Is solving for the hydrogen energy level not a "practical problem"?

Zz.

 Mentor This is not that hard a problem to solve with QM - it requires time dependent perturbation theory and a LOT of numerical integration. It's not a hard problem, but it is a very, very LONG problem. It's also pointless, as the classical approach gives the right answer.

 Quote by Vanadium 50 This is not that hard a problem to solve with QM - it requires time dependent perturbation theory and a LOT of numerical integration. It's not a hard problem, but it is a very, very LONG problem. It's also pointless, as the classical approach gives the right answer.
I can't find how can we use ψ function to find speed. It just gives probabilities and expected values for the position. How can we use it to find the speed at a certain point (like the proposed problem)?

Can you give me some guidelines of the involving steps?

 Mentor Do you know how to do time dependent perturbation theory? Then you get the wavefunction as a function of time, and can calculate its mean position as a function of time. x(t) is what you want, right?
 yes,you can find the energy by using wkb approximation,if particle is confined to above Z=0 by a perfectly reflecting plane?

 Quote by Vanadium 50 Do you know how to do time dependent perturbation theory?
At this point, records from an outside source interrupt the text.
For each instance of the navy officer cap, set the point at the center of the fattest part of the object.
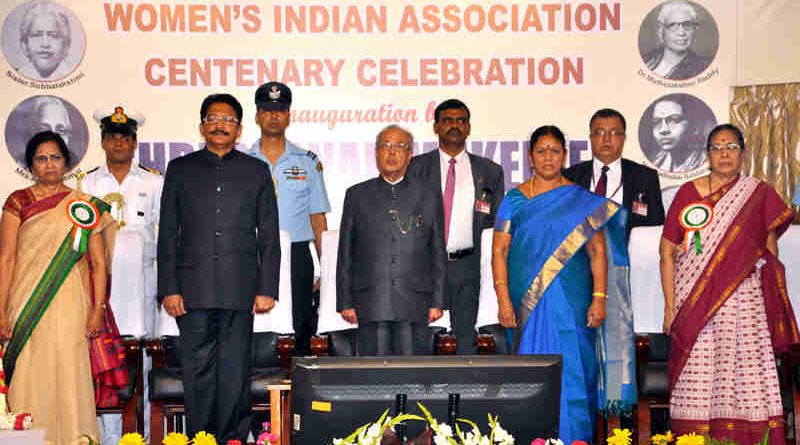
(119, 120)
(273, 96)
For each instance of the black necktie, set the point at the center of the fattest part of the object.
(600, 188)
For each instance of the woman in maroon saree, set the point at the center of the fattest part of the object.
(726, 307)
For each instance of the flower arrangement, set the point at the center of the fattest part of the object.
(624, 437)
(381, 431)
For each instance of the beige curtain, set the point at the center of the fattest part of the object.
(769, 116)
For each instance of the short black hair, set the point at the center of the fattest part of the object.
(545, 130)
(44, 137)
(221, 98)
(449, 104)
(605, 113)
(722, 127)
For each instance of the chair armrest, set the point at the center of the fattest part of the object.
(642, 351)
(154, 347)
(320, 345)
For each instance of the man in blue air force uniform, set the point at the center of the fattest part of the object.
(302, 201)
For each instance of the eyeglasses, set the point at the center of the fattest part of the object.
(386, 145)
(602, 132)
(42, 159)
(719, 148)
(670, 121)
(688, 25)
(214, 119)
(447, 120)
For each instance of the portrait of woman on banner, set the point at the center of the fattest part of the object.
(679, 41)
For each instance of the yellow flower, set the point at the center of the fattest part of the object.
(204, 438)
(620, 437)
(132, 439)
(690, 439)
(175, 439)
(662, 439)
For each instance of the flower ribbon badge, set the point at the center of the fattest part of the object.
(693, 218)
(85, 216)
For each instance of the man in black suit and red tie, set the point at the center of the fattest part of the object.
(625, 182)
(472, 188)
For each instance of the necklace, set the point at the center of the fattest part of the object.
(533, 179)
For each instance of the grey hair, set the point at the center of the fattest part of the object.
(666, 10)
(42, 8)
(395, 127)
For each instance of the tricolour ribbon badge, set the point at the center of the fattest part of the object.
(693, 218)
(85, 216)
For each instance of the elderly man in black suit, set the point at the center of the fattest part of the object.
(625, 182)
(390, 272)
(471, 190)
(218, 262)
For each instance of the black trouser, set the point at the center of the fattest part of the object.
(463, 289)
(380, 338)
(215, 353)
(303, 317)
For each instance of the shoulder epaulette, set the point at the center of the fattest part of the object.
(151, 170)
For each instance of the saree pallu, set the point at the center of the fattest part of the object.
(550, 284)
(732, 315)
(52, 372)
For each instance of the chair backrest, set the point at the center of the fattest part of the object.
(264, 350)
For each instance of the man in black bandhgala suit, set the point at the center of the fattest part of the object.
(218, 263)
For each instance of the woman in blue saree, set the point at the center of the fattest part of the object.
(553, 283)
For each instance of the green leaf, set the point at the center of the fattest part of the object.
(431, 421)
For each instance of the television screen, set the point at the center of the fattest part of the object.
(333, 396)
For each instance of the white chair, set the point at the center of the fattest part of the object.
(487, 324)
(647, 298)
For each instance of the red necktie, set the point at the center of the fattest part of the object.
(449, 190)
(600, 188)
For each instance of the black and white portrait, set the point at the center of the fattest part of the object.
(40, 113)
(673, 131)
(678, 40)
(43, 40)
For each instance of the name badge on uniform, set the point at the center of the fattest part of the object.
(639, 206)
(482, 204)
(295, 173)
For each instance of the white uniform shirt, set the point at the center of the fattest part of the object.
(133, 279)
(460, 236)
(613, 179)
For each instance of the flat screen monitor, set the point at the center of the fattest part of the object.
(332, 396)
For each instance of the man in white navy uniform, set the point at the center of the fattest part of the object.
(302, 201)
(134, 193)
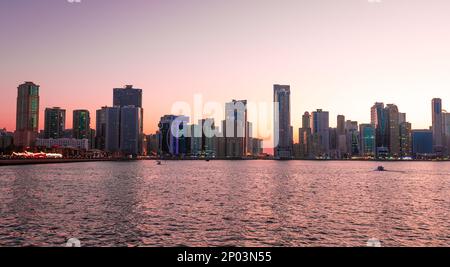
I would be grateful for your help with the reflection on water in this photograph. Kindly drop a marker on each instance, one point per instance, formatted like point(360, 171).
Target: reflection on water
point(225, 203)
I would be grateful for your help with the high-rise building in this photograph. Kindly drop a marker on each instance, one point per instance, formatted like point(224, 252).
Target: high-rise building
point(393, 130)
point(422, 143)
point(100, 128)
point(237, 129)
point(129, 96)
point(405, 139)
point(340, 124)
point(304, 136)
point(55, 123)
point(112, 129)
point(379, 121)
point(320, 128)
point(173, 131)
point(352, 140)
point(81, 124)
point(130, 130)
point(367, 137)
point(282, 123)
point(27, 116)
point(446, 125)
point(437, 121)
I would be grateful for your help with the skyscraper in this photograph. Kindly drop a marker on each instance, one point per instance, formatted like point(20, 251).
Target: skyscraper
point(437, 121)
point(173, 143)
point(304, 136)
point(55, 123)
point(237, 129)
point(446, 125)
point(282, 123)
point(27, 116)
point(405, 139)
point(100, 128)
point(379, 122)
point(422, 143)
point(81, 124)
point(393, 130)
point(112, 129)
point(320, 122)
point(129, 96)
point(367, 137)
point(130, 130)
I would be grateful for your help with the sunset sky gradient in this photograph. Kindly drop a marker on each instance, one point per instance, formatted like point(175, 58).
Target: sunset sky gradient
point(341, 56)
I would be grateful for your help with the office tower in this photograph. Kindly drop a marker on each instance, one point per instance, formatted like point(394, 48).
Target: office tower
point(81, 124)
point(405, 139)
point(27, 116)
point(334, 153)
point(422, 143)
point(129, 96)
point(437, 121)
point(207, 132)
point(100, 128)
point(393, 130)
point(446, 130)
point(340, 124)
point(112, 129)
point(172, 138)
point(55, 123)
point(304, 136)
point(130, 130)
point(352, 140)
point(321, 132)
point(237, 132)
point(401, 117)
point(379, 121)
point(152, 144)
point(367, 137)
point(6, 141)
point(282, 123)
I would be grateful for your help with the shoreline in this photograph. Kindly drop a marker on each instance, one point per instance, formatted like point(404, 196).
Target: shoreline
point(18, 162)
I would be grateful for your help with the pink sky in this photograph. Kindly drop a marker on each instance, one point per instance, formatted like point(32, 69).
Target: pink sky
point(341, 56)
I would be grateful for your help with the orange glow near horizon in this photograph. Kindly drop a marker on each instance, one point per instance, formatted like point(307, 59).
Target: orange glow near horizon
point(340, 57)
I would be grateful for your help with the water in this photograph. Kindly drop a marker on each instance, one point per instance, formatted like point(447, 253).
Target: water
point(225, 203)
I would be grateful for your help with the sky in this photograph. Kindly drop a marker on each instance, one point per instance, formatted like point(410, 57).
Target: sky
point(340, 56)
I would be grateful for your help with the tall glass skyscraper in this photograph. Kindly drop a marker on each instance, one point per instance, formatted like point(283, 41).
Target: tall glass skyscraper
point(282, 121)
point(437, 121)
point(81, 124)
point(55, 123)
point(237, 134)
point(379, 121)
point(130, 129)
point(127, 97)
point(27, 116)
point(320, 126)
point(367, 136)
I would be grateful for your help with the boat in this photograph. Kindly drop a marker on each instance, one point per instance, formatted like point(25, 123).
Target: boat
point(381, 169)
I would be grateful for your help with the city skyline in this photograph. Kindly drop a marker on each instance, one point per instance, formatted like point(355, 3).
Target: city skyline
point(89, 49)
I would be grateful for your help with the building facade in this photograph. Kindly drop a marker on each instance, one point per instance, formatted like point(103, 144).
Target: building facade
point(81, 124)
point(27, 115)
point(282, 124)
point(55, 123)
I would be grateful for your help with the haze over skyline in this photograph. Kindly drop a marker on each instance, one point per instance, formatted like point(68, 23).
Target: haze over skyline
point(340, 56)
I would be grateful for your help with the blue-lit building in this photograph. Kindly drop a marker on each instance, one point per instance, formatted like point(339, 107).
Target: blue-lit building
point(173, 133)
point(422, 142)
point(367, 137)
point(130, 130)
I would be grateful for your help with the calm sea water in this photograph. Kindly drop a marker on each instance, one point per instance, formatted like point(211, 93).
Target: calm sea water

Then you get the wavefunction as a function of time, and can calculate its mean position as a function of time. x(t) is what you want, right?
I really do not know about time dependent perturbation theory; however, I am not looking for details but I try to understand - in general - how QM is applied in macroscopic world.
For the x(t) is only the mean position which may be not the position when reaching the ground; actually, I want v(x), so I can find the speed as v(H).

 Quote by andrien yes,you can find the energy by using wkb approximation,if particle is confined to above Z=0 by a perfectly reflecting plane?
What is wkb?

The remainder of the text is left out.